Next Step: Historians
It can read the labels and the position of the book using its image processing and optical character recognition software," the professor said. Once the book is located, it has to grasp it and take it off the bookshelf, which is not a simple as it might seem. For this, the team had to develop special fingertips like a nails, with one nail longer than the other.
Professor Pobil said it was a"real possibility" that teams of robots could, in about five years' time, realistically perform searching and fetching tasks.

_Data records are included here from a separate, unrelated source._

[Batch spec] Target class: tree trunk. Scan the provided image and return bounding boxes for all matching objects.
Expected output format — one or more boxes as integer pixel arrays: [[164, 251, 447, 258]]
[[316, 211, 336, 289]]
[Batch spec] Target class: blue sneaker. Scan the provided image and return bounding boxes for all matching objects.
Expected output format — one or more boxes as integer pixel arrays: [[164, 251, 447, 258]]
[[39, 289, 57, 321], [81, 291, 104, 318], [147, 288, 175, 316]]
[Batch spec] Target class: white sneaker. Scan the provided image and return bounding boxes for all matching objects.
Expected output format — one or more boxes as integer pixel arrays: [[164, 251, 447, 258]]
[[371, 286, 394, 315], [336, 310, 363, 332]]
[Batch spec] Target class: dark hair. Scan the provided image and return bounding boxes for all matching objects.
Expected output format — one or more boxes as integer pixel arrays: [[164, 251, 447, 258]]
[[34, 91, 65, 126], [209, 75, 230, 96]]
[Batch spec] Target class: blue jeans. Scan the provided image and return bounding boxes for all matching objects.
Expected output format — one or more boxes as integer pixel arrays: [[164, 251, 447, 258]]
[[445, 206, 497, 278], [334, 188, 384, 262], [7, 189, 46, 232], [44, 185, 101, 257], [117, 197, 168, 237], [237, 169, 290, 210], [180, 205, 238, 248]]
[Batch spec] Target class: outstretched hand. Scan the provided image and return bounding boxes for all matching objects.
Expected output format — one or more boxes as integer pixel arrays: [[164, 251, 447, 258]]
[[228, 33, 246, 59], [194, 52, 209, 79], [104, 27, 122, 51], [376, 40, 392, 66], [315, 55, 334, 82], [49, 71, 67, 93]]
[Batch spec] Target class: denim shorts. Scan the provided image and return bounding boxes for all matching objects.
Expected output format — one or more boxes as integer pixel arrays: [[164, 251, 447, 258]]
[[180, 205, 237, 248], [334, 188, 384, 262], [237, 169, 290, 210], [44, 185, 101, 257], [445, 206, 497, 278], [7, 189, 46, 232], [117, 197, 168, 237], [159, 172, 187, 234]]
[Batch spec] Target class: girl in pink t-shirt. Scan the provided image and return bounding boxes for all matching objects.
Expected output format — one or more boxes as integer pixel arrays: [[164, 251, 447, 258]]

They could even mill around doing their work at night, working on library inventories, or identifying missing books, or mapping libraries.
I don't see this impacting the role of the librarian but the work of hundreds of work-study students. My question is how will the OCR treat non-English text? And will this intervention of the AI give us newer ways of cataloguing and stacking? Like towers of books reaching skyhigh...
And as to my reference to Historians....
2. Take the algorithm that runs Google News which aggregates information without any human intervention.
+ 2. Add to it Amazon's A9 engine which has hundreds of thousands of books scanned.
= Wait patiently for the AI to improve for the next 5 years.
4. Voilá. A Historian Engine that can process through any set of academic data and spit out a rational, logical arrangement of facts and analysis. No?
Ok. I know I am reaching here but given that most mechanical jobs have or will soon be lost to robotic industry, how long before the Ivory Tower comes under seige? Do the publishing industry really needs a Ph.D. to come out with A Quick Guide to Irish History when a program can arrange the facts into a simple narrative?
We already have the AI to piss off republicans.